Le parcours des deux amis démarre du cimetière où sont enterrés leurs parents et où le réalisateur, qui avoue ne pas aimer ces lieux (ainsi que, athée déclaré, affirme son aversion pour les églises et les synagogues) raconte une anecdote cocasse liées aux funérailles du père, qui a survécu à Mauthausen et est décédé en 1983, auquel il était très attaché. Les deux amis rient ensemble, quand Polanski évoque les problèmes avec les fossoyeurs ivres, le retard de l’enterrement et la décision de porter le cercueil avec des collègues cinéastes, avec des conséquences « physiques » prévisibles pour quelqu’un comme lui, de petite taille, qui choisit rester devant tandis que derrière il y a des individus plus grands. Ce n’est pas une question d’irrespect pour la mort, mais d’affection pour la mémoire vivante de la personne, dont on se souvient du grand sens de l’humour. Sûr dans ses pas comme s’il était parti avant-hier, Polanski est le Virgile de ce voyagequ’Horowitz commente parfois hors caméra : il reconstitue les frontières du ghetto, la porte d’entrée, les barbelés, les souvenirs de la surpopulation croissante, les fuites pour acheter des timbres, le meurtre impitoyable d’une femme âgée par un soldat nazi qui il est témoin terrifié.

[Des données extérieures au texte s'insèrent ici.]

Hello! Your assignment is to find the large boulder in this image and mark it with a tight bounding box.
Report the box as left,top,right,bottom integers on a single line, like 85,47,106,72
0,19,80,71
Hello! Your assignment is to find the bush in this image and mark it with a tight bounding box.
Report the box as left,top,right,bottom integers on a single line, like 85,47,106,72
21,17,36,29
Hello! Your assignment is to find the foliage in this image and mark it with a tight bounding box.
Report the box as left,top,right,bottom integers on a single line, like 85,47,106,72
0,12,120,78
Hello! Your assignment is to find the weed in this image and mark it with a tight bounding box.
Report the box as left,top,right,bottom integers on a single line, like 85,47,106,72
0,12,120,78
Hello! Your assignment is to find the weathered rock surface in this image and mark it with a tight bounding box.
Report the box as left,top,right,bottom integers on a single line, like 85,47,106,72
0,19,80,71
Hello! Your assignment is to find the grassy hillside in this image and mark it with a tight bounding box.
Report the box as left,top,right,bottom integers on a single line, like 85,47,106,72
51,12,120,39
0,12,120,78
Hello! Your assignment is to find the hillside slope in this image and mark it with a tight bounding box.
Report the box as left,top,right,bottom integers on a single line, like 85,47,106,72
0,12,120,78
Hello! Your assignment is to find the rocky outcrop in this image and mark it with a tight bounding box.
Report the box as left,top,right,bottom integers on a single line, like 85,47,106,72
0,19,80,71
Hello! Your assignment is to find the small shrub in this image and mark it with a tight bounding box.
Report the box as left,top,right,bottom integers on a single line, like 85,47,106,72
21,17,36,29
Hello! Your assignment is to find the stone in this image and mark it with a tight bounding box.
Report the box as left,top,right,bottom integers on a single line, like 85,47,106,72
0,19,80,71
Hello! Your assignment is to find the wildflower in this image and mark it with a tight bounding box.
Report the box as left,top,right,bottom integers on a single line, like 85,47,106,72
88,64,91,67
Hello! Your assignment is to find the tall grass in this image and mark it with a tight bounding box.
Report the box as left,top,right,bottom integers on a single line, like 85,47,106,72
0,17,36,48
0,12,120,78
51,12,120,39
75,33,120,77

Varsovie n’a pas été bombardée et les maisons sont toujours là, presque intactes, avec des cours, des écoles, le cinéma (disparu) où il aimait voir des films. Parfois en désaccord sur un souvenir particulier, Horowitz n’a qu’à faire presque sur l’épaule de Polanski, esquissant face à la sécurité de son ami. Il s’agit d’une relation de grande affection et d’admiration mutuelle et les réalisateurs parviennent à le montrer en les laissant libres, en gardant toujours un pas de retard ou d’avance sur eux, se faisant oublier (sauf quand Polanski, qui n’arrive jamais à sortir du rôle, les gronde parce qu’ils reprennent le rôle sous un mauvais angle). Il y a de nombreux moments émouvants dans le film, de la visite (évidée, le seul moment où l’on voit vraiment Polanski en crise) à la maison de la grand-mère, à celle de l’appartement Horowitz, où beaucoup de choses ont changé, à la découverte du petit-fils de ceux qui a hébergé et caché le réalisateur et sa reconnaissance parmi les Justes d’Israël. Et il y en a autant occasions de sourire et de rire avec ces deux êtres extraordinaires avec l’enthousiasme de deux garçons jamais âgés, qui se mêlent aux gens de la place pour acheter des saucisses et de la bière (avec le vendeur sans méfiance disant à Polanski de le mettre dans un film américain, une ironie involontaire du destin) ou blague sur la façon dont Cracovie ressemble à Disneyland aujourd’hui. Même si, comme on dit, l’histoire se répète périodiquement parce que l’homme n’apprend rien du passé, leur vie et leur extraordinaire vitalité sont la meilleure réponse à la haine aveugle de ceux qui voulaient les anéantir. Ville natale : Polanski et Horowitz c’est un vrai cadeau pour les téléspectateurs, qui auront l’occasion de le voir au cinéma, pour accompagner la sortie du nouveau film de Roman Polanski.